Additionally, the entire village of Gächlingen is designated as part of the Inventory of Swiss Heritage Sites.

==Coat of arms==
The blazon of the municipal coat of arms is Gules a Fleur de lis Argent between two Mullets Or in pale.

==Economy==
Hallau has an unemployment rate of 0.96%. As of 2005, there were 240 people employed in the primary economic sector and about 69 businesses involved in this sector. 277 people are employed in the secondary sector and there are 35 businesses in this sector. 286 people are employed in the tertiary sector, with 69 businesses in this sector.

Aerial view from 400 m by Walter Mittelholzer (1923)
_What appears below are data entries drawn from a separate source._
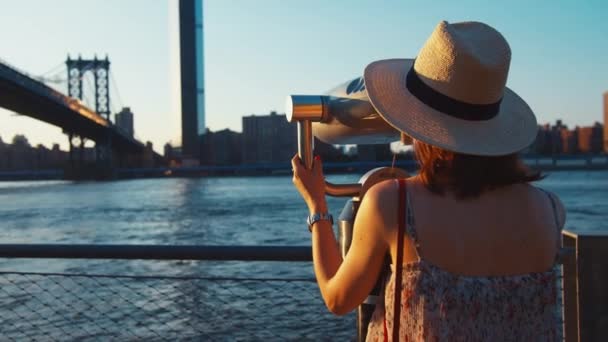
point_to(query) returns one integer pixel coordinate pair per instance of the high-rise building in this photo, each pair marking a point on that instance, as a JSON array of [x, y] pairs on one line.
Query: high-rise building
[[606, 122], [124, 120], [268, 139], [191, 76]]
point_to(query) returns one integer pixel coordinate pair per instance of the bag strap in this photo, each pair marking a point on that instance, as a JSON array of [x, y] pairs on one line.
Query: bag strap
[[402, 214]]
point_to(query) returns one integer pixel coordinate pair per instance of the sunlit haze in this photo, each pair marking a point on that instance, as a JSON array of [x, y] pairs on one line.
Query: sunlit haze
[[257, 52]]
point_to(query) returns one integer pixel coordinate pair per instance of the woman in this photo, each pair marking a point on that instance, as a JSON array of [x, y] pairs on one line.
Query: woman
[[472, 243]]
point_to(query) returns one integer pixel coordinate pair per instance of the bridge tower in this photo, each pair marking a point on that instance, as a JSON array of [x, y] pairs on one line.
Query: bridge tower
[[101, 71], [100, 68]]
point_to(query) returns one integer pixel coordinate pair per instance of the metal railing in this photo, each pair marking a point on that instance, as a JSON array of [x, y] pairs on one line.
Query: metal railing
[[61, 306], [87, 306]]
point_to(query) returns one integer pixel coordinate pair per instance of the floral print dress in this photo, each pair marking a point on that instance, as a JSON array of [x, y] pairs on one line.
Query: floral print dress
[[437, 305]]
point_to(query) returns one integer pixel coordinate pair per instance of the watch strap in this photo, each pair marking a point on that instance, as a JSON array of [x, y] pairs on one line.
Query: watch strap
[[315, 217]]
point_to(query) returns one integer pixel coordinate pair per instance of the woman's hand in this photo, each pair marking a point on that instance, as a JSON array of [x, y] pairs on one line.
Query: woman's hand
[[310, 184]]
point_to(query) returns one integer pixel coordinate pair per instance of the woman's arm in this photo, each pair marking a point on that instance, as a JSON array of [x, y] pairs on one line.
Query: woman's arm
[[344, 284]]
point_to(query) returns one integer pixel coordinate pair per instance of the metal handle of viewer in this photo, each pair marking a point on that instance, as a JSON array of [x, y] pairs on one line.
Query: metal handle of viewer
[[304, 109]]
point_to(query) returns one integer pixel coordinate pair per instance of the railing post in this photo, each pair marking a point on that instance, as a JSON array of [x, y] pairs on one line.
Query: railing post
[[591, 292]]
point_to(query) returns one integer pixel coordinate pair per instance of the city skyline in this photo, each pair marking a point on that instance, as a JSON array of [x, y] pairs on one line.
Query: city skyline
[[255, 60]]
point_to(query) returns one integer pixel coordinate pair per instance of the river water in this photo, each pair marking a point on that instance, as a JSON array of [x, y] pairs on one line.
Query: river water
[[206, 211]]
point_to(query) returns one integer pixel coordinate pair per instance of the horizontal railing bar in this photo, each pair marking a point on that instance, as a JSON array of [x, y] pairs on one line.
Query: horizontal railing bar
[[174, 252], [157, 252]]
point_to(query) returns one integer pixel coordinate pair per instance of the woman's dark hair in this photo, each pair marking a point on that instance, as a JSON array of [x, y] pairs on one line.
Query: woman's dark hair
[[468, 175]]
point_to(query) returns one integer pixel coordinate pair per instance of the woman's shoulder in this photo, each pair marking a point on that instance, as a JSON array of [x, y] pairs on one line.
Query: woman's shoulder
[[553, 200], [388, 188]]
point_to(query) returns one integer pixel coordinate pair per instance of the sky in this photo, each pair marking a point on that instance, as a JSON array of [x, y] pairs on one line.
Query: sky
[[258, 52]]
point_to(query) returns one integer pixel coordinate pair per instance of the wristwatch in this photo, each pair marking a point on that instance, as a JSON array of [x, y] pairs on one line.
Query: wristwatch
[[312, 218]]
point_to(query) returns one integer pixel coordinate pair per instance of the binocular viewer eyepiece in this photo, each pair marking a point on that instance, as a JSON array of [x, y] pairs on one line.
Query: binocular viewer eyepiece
[[343, 116]]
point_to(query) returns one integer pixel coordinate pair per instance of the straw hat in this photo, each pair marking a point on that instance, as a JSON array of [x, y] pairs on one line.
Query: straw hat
[[453, 95]]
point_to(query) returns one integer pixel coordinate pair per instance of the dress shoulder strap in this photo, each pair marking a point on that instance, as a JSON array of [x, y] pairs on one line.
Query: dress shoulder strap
[[554, 207], [558, 227]]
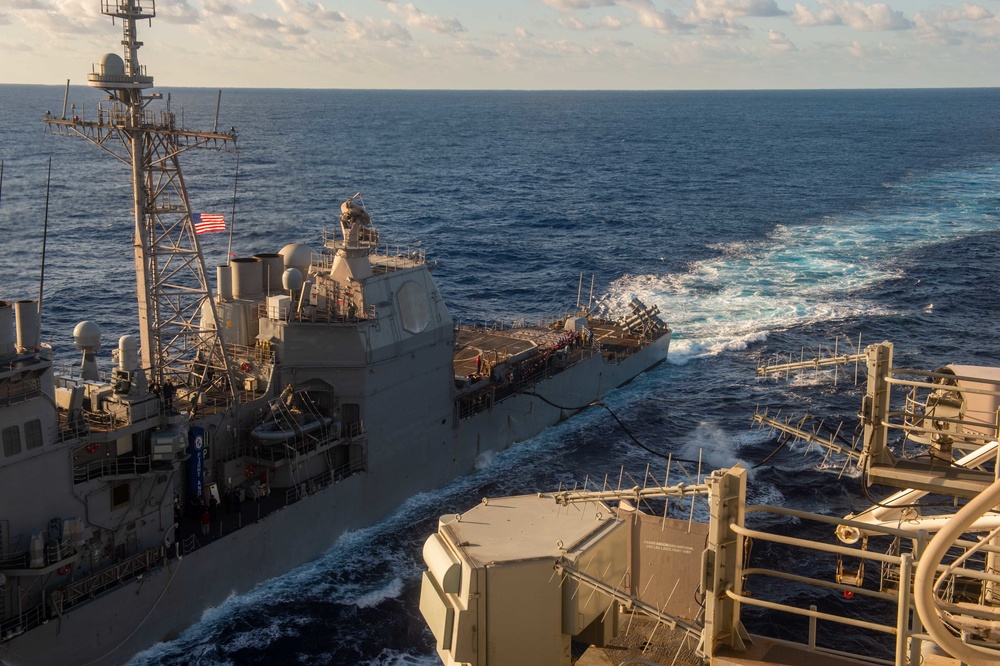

As of 2008 the mid year average unemployment rate was 1.1%. There were 100 non-agrarian businesses in the municipality and 48.1% of the (non-agrarian) population was involved in the secondary sector of the economy while 51.9% were involved in the third. At the same time, 63.1% of the working population was employed full-time, and 36.9% was employed part-time. There were 615 residents of the municipality who were employed in some capacity, of which females made up 48.9% of the workforce. As of 2000 there were 570 residents who worked in the municipality, while 451 residents worked outside Hallau and 240 people commuted into the municipality for work.

As of 2008, there are 5 restaurants, and 1 hotel with 14 beds. The hospitality industry in Hallau employs 14 people.

==Border crossings==
Border crossings into Germany are located between Hallau town and Eberfingen; and between the village of Wunderklingen with Eggingen, both in Waldshut district in Baden-Württemberg state.